I picked the most convenient morning class and walked an hour and a half through the beach, outside of the city and up the hill. During the long walk I was setting my mind for an exciting discovery of an unknown Yoga studio and was preparing myself for a pleasant Yoga practice in humid weather on a nice sunny day. Once I reached the studio, picked the location of my mat, and practice began, I realized that it wasn’t Yoga at all, it was a Pilate’s class, the students and teachers decided verbally each class what style of Yoga or Pilates was going to be taught. I was frustrated and disappointed, Pilates seemed so unusual and unnatural to me, by accident it happened to be the first Pilates practice of my life. Although, the more I went through the class, the more I seemed to catch on and started enjoying it. A new discovery was surprisingly pleasant. I went to more classes and sometimes I was prepared for Vinyasa Yoga, while they taught us Yin Yoga and vice versa. It seemed unusual to me, as it was never a pure Yoga class, but a mix of Pilates and Yoga together.
I went to the studio every single day of my week vacation, and it was so different from what I was used to. On the last day, when the time of saying goodbye came, I had a long conversation with the teacher. One advice that he gave me and which has stuck in my head until today was to not be attached to one type of practice but always find variety and try different things. Yoga is an incredible carefully invented spiritual and body discipline, however one of the main teachings in Yoga is learning detachment. Overall, I finally understood the meaning behind untraditional teaching methods my experience was eye opening. The teacher wished me the best of luck in my future of becoming a Yoga instructor and encouraged me to make the practice more interesting by combining it with Pilates or even dance.

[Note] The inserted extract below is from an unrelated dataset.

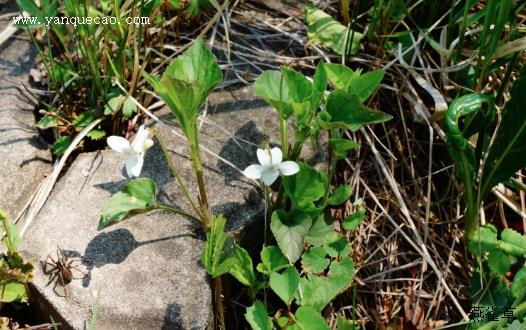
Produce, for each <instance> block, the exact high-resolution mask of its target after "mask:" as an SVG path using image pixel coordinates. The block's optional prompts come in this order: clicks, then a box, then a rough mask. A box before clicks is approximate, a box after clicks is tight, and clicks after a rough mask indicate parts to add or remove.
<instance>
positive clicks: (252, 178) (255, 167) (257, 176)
mask: <svg viewBox="0 0 526 330" xmlns="http://www.w3.org/2000/svg"><path fill="white" fill-rule="evenodd" d="M261 172H263V166H261V165H250V166H249V167H247V168H245V170H244V171H243V174H244V175H245V176H246V177H247V178H251V179H254V180H257V179H259V178H261Z"/></svg>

Alongside the spiritual and mental benefits of practicing Yoga and Pilates together, it brings harmony to the physical body. Yoga has a real focus on the breath, flexibility and strength asking the practitioner to concentrate and be mindful the entire class making the entire experience extremely relaxing. Another amazing difference between Pilates and Yoga is that Yoga has Savasana at the end of class to help the body recuperate. Pilates is more repetitive with sets of 10 or 12 for each exercise and each set focuses on specific muscle groups. Pilates does target flexibility but its main focus is strengthening the core and exhaling through the mouth to activate the abdominal muscles, while in yoga you always breath through the nose. Using a Pilates Reformer machine is so specific you can come to a class when you are recovering from an injury, when you are pregnant or even when you are 75 years old.
One of my experienced Yoga instructors is a physiotherapist. She points out, that Yoga asanas and sequences mainly train certain muscle groups, but lacks asanas for other ones, such as the sides of the gluteus. Thus, she integrates asanas with physiotherapy by combining both into the practice. The same can be said with Pilates, it is a way to compliment a Yoga practice, by targeting body parts that are weaker as they are not being used in Yoga and vice versa.